Boia in azione: altri quattro etiopi giustiziati in Arabia Saudita
La “giustizia” dell’Arabia Saudita non si smentisce mai. All’inizio di giugno altri quattro etiopi sono stati ammazzati dal boia del Regno Wahabita. Secondo quanto riferito dal ministero degli Interni saudita, due sono stati messi a morte il 1° di giugno a Khamis Mushait, nella regione di Asir, nel sud-ovest del Paese, e un paio il 3 giugno nella regione di Nasir.
Altri tre erano già stati uccisi il 21 aprile. Un’altra sessantina dei loro connazionali è rinchiusa nel braccio della morte della prigione di Khamis Mushait, nella regione di Asir, nel sud-ovest del Paese. I poveracci sono a rischio di esecuzione imminente.
Quasi 100 esecuzioni nel 2026
Nel suo ultimo rapporto, pubblicato pochi giorni fa, Amnesty International ha denunciato l’esecuzione di 96 persone dall’inizio dell’anno in Arabia Saudita.

La maggior parte delle persone giustiziate sono state condannate alla pena capitale per problemi legati alla droga, ben 61 su 96, tra questi 39 stranieri, mentre “solo” 22 i sauditi.
Rotta pericolosa
Come molti altri uomini e donne che fuggono dal Corno d’Africa alla volta degli Stati del Golfo alla ricerca di lavoro, anche i condannati a morte dai Tribunali sauditi hanno affrontato la pericolosissima “rotta orientale”.
I migranti, per potersi imbarcare devono raggiungere Obock, sulla costa settentrionale di Gibuti, da dove partono molte imbarcazioni dirette in Yemen. Ma per arrivarci i migranti devono attraversare lande deserte, impervie, e caldissime. Non di rado vengono rinvenuti resti umani nella regione del lago Assal, dove vivono gli Afar, che si trova a 155 metri sotto il livello del mare e rappresenta la depressione più significativa di tutta l’Africa. Muoiono di stenti, fame e sete. Altri annegano durante la traversata verso lo Yemen, distrutto dalla guerra.
Per finanziare il viaggio e/o per guadagnare un po’ di soldi, alcuni etiopi portano con sé del khat, un arbusto le cui foglie vengono masticate per i loro effetti stimolanti, simili alle anfetamine. E’ originaria di alcune regioni dell’Africa orientale, ma assolutamente vietata in Arabia Saudita. I più non sono a conoscenza di questa interdizione.
Migranti nel braccio della morte
Diversi media hanno riportato che sono almeno 200 gli etiopi rinchiusi nel braccio della morte nelle prigioni dell’Arabia Saudita.
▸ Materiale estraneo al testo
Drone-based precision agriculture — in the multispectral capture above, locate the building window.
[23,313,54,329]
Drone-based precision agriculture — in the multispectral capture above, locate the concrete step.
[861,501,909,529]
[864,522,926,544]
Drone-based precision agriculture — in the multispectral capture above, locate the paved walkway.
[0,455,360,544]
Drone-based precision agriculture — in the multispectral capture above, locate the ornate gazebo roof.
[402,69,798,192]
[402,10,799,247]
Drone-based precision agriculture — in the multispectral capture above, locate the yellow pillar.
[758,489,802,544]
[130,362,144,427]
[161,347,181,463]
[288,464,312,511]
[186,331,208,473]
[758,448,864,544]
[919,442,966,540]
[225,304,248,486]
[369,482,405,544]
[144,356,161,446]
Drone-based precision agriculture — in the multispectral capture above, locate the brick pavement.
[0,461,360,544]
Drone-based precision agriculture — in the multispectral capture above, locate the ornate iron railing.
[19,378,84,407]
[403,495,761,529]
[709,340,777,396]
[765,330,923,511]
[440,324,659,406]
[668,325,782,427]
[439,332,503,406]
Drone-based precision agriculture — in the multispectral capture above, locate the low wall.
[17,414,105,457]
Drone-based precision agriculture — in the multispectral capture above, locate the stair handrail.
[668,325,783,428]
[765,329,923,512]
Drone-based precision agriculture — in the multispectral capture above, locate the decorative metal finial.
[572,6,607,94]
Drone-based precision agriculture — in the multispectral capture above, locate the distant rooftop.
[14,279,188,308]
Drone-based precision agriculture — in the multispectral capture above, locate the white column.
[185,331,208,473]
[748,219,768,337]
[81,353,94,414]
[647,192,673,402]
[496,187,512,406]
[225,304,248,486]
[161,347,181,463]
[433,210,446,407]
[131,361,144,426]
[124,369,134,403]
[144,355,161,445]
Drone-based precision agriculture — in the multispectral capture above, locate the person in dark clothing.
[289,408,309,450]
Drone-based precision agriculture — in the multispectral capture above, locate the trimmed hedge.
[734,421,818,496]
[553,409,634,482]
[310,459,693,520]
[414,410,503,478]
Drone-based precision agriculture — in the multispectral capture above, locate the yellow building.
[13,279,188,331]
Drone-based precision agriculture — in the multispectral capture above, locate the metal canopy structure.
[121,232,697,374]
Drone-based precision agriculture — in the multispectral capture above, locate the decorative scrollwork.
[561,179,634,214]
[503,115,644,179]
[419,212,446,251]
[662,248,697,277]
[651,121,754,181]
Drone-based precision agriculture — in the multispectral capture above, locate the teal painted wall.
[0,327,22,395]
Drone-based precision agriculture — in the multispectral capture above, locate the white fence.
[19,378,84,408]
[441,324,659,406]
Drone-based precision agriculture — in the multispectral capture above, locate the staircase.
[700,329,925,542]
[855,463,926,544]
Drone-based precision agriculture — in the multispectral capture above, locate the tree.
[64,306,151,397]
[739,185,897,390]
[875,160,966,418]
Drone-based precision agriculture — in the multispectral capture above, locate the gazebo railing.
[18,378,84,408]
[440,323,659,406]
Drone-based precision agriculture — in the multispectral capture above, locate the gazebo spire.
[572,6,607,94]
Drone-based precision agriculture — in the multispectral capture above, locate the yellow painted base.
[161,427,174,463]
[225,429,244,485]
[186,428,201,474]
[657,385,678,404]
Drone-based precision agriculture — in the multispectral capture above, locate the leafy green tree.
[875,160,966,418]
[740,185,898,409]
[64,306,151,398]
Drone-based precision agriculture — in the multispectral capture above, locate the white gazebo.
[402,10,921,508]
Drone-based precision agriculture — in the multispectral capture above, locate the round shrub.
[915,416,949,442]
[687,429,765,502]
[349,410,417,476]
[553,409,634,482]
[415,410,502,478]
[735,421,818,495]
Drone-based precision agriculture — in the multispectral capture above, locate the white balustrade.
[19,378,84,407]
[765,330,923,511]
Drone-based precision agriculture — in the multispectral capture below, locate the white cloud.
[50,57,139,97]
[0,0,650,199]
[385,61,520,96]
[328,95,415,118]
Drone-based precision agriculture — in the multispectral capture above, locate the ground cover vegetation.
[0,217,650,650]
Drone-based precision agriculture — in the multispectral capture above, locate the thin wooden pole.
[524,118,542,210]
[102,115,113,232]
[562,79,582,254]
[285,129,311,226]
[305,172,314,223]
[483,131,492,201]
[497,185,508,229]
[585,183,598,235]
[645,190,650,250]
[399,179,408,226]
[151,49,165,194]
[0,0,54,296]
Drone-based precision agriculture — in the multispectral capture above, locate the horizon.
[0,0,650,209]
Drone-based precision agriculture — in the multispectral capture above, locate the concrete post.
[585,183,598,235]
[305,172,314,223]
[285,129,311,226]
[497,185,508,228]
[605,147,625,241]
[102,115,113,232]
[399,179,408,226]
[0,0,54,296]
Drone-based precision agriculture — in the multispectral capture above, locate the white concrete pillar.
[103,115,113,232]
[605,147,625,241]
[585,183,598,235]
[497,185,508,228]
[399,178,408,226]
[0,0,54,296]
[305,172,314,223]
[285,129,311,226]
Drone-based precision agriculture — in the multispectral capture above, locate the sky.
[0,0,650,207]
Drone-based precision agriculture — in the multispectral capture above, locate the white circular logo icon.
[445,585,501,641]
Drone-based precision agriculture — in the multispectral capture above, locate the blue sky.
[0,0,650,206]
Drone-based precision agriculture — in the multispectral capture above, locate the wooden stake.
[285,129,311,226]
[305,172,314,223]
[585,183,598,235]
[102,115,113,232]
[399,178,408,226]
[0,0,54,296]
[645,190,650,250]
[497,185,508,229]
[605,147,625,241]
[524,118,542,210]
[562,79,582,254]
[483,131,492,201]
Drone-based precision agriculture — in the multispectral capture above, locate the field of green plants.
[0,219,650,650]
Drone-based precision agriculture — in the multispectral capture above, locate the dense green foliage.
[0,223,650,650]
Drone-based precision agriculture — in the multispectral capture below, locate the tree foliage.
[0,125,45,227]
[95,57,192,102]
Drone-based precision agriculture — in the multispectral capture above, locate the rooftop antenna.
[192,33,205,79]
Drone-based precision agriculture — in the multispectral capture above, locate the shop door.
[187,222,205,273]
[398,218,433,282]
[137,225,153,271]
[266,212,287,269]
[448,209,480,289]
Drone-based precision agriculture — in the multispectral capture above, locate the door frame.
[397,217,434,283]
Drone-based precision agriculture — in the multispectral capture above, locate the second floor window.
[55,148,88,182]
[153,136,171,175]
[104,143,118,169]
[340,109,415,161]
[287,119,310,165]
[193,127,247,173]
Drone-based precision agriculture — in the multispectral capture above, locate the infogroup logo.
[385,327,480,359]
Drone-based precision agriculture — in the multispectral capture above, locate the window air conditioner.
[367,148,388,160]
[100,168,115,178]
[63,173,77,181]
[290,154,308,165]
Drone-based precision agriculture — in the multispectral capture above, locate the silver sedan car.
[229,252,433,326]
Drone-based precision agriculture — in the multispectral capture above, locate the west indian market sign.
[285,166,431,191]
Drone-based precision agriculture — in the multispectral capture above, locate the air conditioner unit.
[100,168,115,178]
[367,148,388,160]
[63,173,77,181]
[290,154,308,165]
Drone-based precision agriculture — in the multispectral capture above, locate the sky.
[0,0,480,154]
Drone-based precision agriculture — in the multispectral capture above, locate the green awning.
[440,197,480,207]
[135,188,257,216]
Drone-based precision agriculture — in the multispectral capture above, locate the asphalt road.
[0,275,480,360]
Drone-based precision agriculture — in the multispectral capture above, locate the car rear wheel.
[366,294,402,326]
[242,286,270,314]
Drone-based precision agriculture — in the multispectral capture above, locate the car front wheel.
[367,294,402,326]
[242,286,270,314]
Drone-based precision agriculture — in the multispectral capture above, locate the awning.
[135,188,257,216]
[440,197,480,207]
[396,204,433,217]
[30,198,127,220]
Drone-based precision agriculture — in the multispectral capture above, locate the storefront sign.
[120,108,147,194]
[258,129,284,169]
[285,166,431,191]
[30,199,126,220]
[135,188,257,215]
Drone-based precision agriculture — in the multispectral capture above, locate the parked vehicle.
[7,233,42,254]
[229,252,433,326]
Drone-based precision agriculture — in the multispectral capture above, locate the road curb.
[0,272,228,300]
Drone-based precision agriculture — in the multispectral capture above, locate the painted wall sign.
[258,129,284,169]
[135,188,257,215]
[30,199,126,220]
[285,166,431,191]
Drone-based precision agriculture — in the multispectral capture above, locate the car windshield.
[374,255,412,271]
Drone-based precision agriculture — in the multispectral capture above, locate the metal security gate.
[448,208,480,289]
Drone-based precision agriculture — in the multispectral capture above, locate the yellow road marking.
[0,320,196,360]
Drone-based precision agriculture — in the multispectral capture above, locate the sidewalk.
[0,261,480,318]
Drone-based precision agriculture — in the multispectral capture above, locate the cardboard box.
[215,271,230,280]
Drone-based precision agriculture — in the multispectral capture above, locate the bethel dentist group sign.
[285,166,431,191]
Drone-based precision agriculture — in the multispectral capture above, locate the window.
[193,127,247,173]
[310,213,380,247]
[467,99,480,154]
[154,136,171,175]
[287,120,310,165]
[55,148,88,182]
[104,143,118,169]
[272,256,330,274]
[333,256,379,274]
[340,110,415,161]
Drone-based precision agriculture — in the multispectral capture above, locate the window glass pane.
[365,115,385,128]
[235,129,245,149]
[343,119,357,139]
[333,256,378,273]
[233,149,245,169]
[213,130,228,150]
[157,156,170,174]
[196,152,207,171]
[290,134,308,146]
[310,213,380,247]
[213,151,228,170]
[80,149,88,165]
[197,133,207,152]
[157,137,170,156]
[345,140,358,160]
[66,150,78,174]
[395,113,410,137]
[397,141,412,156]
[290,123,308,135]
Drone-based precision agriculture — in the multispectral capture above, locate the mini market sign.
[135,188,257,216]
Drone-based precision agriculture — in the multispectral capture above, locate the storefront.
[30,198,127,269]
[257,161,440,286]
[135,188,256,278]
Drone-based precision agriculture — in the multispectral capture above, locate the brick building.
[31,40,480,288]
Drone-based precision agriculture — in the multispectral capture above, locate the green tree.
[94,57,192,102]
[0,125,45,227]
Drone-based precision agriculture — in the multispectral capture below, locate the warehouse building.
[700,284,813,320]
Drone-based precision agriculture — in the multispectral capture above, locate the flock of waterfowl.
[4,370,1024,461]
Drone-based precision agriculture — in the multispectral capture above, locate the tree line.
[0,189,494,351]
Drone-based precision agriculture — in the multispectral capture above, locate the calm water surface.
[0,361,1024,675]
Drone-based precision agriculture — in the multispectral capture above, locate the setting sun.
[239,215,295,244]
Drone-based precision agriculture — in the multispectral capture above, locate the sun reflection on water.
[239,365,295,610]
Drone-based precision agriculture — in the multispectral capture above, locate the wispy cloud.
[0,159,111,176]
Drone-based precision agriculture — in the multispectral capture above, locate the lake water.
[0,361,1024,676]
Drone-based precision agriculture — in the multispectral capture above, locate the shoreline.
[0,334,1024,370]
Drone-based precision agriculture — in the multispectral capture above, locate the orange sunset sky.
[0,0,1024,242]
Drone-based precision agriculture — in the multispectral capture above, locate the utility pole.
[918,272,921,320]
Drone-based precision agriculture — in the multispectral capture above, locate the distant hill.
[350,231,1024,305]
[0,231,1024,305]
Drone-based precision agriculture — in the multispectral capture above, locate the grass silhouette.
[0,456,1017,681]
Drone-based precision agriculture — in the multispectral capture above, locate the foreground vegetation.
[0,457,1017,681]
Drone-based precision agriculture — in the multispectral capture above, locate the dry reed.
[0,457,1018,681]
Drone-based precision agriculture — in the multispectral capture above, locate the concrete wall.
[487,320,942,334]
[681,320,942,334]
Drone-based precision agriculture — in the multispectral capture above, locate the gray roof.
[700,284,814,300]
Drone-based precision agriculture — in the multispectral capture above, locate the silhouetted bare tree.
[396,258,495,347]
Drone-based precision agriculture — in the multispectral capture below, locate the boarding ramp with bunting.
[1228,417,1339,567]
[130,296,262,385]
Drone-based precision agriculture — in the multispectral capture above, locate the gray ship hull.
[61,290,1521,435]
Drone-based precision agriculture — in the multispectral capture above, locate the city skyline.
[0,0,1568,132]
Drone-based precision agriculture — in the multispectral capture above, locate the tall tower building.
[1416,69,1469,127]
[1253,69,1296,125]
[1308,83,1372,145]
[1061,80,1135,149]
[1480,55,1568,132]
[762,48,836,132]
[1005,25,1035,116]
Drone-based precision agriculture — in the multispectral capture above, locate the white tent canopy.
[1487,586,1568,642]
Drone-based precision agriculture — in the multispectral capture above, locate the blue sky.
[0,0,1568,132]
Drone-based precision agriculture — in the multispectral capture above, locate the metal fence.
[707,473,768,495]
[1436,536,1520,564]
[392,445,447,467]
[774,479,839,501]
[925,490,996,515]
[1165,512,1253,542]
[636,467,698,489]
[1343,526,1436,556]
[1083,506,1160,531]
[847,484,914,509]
Finora però nessuna conferma ufficiale è stata fatta in tal senso. Ma a maggio, il vescovo della diocesi di Adigrat,Tesfaselassie Medhin, aveva lanciato un accorato appello – ripreso da Vatican News – a diverse organizzazioni internazionali e agenzie umanitarie impegnate nella difesa dei diritti umani, chiedendo protezione per i suoi connazionali condannati alla pena capitale.

Quasi contemporaneamente alla comunicazione ufficiale di Ryad circa l’esecuzione degli ultimi quattro etiopi, il ministero degli Affari Ester di Addis Abeba annunciava che a 1.665 suoi concittadini, sottoposti a procedimenti giudiziari in Arabia Saudita era stata concessa un’amnistia reale.
Amnistia reale
Secondo il governo di Abiy Ahmed, la liberazione e il conseguente rimpatrio dei connazionali è stato ottenuto grazie a assidui impegni diplomatici, durati oltre due anni, della loro ambasciata a Ryad e del loro consolato generale a Gedda. E il 24 giugno il primo gruppo di 340 connazionali è rientrato ad Addis Abeba.